45 Years’ masterful visual storytelling is a spectacle, a latent one, with some scenes that now give me a pleasurable sensation of fright when I better come to think of it. It’s a film that stamps its message deeply into a viewer’s heart (by all means) and stirs all pre-established harmony in one’s body: a rare achievement of films of any kind. This adaptation of author David Constantine’s short story manages to breathe life into a seemingly nothing-out-of-our-ordinary affair of grief, nostalgia and the existentialism of love (Kierkegaard also gets a mention).

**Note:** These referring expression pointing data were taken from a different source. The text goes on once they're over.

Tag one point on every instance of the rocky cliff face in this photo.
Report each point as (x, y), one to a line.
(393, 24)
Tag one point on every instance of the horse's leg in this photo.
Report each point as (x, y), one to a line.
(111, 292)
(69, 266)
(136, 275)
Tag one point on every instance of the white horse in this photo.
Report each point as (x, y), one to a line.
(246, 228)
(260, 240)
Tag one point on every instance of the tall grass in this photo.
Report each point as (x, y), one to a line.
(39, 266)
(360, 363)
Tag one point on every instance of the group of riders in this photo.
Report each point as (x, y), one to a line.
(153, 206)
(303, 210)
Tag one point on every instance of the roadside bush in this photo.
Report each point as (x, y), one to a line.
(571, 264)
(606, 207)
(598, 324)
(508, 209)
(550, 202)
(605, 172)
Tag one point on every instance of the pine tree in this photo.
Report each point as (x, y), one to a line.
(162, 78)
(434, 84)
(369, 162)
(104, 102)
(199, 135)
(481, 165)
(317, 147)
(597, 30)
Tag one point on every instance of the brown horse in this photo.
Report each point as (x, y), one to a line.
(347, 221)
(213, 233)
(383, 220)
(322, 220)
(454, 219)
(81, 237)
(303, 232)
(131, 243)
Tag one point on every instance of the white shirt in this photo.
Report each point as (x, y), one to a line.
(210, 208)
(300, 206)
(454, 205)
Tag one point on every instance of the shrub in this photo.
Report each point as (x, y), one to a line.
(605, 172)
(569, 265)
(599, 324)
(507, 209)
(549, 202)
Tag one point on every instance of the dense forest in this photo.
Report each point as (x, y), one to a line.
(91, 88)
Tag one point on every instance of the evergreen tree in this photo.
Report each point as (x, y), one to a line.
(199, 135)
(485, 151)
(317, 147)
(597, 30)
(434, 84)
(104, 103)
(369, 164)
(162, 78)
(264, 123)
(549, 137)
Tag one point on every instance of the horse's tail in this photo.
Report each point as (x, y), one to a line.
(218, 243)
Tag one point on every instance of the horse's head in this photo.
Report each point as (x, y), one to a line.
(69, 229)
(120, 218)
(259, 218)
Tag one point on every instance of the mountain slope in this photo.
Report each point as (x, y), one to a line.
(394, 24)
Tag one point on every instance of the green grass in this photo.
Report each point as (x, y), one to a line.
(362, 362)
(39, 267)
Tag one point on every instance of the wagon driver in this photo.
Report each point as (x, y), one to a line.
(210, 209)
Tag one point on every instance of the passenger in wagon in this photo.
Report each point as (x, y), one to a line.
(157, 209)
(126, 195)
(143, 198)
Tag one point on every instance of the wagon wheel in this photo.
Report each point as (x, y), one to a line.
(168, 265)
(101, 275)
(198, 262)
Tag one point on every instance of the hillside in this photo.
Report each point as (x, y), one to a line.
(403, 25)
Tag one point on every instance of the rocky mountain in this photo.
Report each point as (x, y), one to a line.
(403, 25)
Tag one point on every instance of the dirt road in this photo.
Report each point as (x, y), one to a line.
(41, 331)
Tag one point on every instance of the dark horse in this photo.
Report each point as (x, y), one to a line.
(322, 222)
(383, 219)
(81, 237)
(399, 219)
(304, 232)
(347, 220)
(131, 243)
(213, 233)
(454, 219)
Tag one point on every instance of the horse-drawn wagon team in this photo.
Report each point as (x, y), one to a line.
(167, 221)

It’s bigger than life, by all means appropriate.
Director Andrew Haigh uses clever camera angles and simple cinematography to a stunning effect – all scenes, while holding aesthetical value, tell their own little story of importance. Each frame is carefully chosen to add to the emotional decadence of actor Charlotte Rampling’s character, which needless to say – the actress deserves the Oscar. Her performance is so convincing and relatable, that a single glimpse into the perspectives she holds adds uneasiness under the skin of an observer. Think how everything you knew in your life by far, love-related or otherwise, turns out to be shaped and molded by a person you hardly knew, maybe even a non-existing one. It’s a troubled thought, an existential conundrum that no one, least of all the contemplating observer, can answer it.
One of the probably most important questions regarding retrograde jealousy lurks somewhere beneath the layers of 45 Years: can one’s life past by without knowing it’s meaningless? A sole thought wakes unpleasant body sensations, channeled by Charlotte Rampling terrific performance. 45 Years plays like an insidious affair of loss, regret and acceptance. To top even that: the final frame will break the hearts of even the most adamant of people.
The film’s weakest elements are the ones with Geraldine James on screen, but even those greatly surpass your ordinary cookie-cutter, artificial, overly-sentimental Hollywood drama. Simply put: this film has everything going right for it, which is nice.
To better think of it -- 45 Days is the best character-driven drama in the last 10 years or so, no competition.